The main findings of our attempt to develop a new and improved methodology of characterization of fullerene-porphyrin non-covalent assembly in presence of silver nanoparticles are surmised as follows:
• The absorbance value of the Soret absorption peak gets reduced when fullerene-1 non-covalent complexation process is monitored in presence of AgNp in solution.
• It is observed that the quenching efficiencies of both C60 and C70 have been reduced in presence of AgNp in toluene.
• Estimation of binding constants applying steady state fluorescence spectroscopic techniques reveal that 1 could not serve as an efficient complexing agent towards C60 and C70 Âin presence of AgNp; however, 1 serves as a better discriminator molecule towards C70 in presence of AgNp.
• Conductance measurements evoke that AgNp particle reduces the magnitude of conductance value for the fullerene-1 systems in presence of AgNp.
• DLS studies establish the fact that particle size of AgNp becomes shorter when complexation takes place between fullerenes and 1, and it is the primary reason behind getting lesser magnitude of K value for fullerene-1 systems.
• SEM measurements, for the first time, establish the formation of C60-porphyrin-AgNp nanorod and prove that the shape and the size of the surface holes on the fullerene-porphyrin-AgNp structure play an important role in controlling the formation of molecular clusters with fullerenes.
• The results emanating from present investigations would be of potential interest in studying the interaction between fullerenes and diporphyrin in presence of gold and silver nanoparticles in near future.
RM thanks Department of Atomic Energy, Board of Research in Nuclear Science (BRNS), Bhabha Atomic Research Centre, Mumbai, India for providing Junior Research Fellowship to him. Financial assistance through the project of Ref. No. 2010/20/37P/2/BRNS is also gratefully acknowledged.
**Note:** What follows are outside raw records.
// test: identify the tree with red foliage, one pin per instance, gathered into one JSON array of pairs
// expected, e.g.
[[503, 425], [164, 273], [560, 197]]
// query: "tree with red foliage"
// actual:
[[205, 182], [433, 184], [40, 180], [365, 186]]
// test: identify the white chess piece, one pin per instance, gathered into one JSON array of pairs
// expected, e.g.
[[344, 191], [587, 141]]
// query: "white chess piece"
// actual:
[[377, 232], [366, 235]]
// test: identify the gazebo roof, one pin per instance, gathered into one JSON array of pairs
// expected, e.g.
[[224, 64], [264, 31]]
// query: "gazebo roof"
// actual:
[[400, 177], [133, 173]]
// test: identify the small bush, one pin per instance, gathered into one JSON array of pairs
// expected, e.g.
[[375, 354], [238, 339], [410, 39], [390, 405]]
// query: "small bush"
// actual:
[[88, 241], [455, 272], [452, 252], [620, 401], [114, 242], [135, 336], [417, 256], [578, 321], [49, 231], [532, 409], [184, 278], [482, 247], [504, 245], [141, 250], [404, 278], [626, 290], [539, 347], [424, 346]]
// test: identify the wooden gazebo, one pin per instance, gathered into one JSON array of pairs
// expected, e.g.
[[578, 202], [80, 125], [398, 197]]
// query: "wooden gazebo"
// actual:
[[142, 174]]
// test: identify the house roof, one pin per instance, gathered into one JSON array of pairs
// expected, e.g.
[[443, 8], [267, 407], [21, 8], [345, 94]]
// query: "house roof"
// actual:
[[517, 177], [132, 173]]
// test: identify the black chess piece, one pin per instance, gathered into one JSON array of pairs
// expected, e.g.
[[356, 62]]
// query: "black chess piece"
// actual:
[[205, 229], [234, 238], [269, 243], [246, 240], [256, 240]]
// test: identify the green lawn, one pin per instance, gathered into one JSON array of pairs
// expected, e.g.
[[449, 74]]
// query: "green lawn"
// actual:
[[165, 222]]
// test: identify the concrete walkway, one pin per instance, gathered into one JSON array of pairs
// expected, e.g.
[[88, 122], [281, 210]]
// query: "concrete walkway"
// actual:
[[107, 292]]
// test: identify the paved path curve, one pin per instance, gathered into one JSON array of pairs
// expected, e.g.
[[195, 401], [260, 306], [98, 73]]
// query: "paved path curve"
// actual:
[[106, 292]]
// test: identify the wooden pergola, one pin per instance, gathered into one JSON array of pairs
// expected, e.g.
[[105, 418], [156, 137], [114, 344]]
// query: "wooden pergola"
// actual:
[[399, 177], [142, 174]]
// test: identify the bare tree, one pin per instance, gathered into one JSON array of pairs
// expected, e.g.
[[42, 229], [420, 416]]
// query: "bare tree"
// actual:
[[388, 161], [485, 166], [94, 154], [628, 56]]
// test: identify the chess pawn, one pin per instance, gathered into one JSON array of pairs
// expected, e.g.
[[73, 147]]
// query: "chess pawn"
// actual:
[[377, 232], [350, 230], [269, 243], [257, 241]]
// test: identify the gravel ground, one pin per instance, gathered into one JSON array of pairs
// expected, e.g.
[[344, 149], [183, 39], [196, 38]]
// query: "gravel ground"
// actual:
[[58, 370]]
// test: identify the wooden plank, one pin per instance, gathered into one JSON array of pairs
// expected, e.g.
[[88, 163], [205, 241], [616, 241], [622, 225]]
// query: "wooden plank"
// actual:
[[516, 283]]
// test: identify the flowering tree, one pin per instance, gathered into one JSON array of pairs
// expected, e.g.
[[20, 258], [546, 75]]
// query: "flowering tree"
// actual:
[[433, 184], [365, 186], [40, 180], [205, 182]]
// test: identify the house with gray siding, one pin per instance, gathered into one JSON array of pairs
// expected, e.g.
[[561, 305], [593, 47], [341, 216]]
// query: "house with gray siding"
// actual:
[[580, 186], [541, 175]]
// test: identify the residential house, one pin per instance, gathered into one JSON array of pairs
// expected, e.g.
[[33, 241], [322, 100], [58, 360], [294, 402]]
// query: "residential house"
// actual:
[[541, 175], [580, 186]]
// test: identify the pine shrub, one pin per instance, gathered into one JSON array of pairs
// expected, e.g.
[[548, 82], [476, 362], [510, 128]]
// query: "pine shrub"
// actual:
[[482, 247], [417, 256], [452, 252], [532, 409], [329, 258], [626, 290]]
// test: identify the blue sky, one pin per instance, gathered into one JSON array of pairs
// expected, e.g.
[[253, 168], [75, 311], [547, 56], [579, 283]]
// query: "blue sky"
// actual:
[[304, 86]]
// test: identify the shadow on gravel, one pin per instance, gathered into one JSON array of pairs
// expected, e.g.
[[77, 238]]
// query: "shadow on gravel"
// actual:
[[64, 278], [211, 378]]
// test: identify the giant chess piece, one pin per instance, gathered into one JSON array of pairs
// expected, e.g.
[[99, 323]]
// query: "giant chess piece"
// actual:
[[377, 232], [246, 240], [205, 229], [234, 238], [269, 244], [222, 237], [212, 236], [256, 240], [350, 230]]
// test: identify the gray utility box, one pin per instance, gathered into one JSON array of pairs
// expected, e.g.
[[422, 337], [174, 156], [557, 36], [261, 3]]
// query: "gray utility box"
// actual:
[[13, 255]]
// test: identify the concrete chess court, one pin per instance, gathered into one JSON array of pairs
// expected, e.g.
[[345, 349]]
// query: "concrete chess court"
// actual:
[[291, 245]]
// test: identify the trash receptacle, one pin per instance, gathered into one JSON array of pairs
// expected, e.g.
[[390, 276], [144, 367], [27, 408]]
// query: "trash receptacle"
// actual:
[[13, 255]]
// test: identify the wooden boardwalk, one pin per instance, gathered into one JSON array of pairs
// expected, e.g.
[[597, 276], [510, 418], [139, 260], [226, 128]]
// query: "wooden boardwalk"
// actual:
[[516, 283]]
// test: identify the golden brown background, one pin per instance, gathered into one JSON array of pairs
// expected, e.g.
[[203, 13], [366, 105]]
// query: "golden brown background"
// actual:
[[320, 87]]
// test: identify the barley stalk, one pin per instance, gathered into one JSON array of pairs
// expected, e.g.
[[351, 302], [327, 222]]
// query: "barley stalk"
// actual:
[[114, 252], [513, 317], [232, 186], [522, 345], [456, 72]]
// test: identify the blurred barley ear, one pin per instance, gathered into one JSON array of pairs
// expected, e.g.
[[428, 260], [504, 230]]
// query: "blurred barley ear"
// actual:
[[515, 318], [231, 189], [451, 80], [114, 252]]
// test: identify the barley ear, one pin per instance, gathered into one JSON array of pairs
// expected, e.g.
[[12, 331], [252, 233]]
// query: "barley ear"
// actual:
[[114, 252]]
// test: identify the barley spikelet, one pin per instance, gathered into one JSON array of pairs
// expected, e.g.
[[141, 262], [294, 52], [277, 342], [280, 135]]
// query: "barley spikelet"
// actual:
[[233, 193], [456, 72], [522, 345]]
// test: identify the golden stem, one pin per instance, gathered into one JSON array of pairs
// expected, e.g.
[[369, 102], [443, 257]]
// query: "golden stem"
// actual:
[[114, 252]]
UV-Vis absorption spectral variation in the kinetics experiment of 1 in presence of AgNp, plot of absorbance vs. time for 1-AgNp kinetics experiment, UV-Vis absorption spectral variation in the kinetics experiment of 1 in presence of C60 + AgNp and plot of absorbance vs. time for C60-1-AgNp system, conductance value of 1 + AgNp mixture in toluene, conductance value of C60 + 1 + AgNp mixture in toluene, conductance value of C60 + 1 system in absence of AgNp, conductance value of C70 + 1 + AgNp mixture in toluene and conductance value of C70 + 1 system in absence of AgNp are given as [Fig-1S] - [Fig-3S] and [Tables-1S] - [Tables-5S] , respectively. [Fig-1S] - [Fig-3S] and [Tables-1S] - [Tables-5S] are provided as supporting information. Supporting information associated with this paper are available free of charge via the internet.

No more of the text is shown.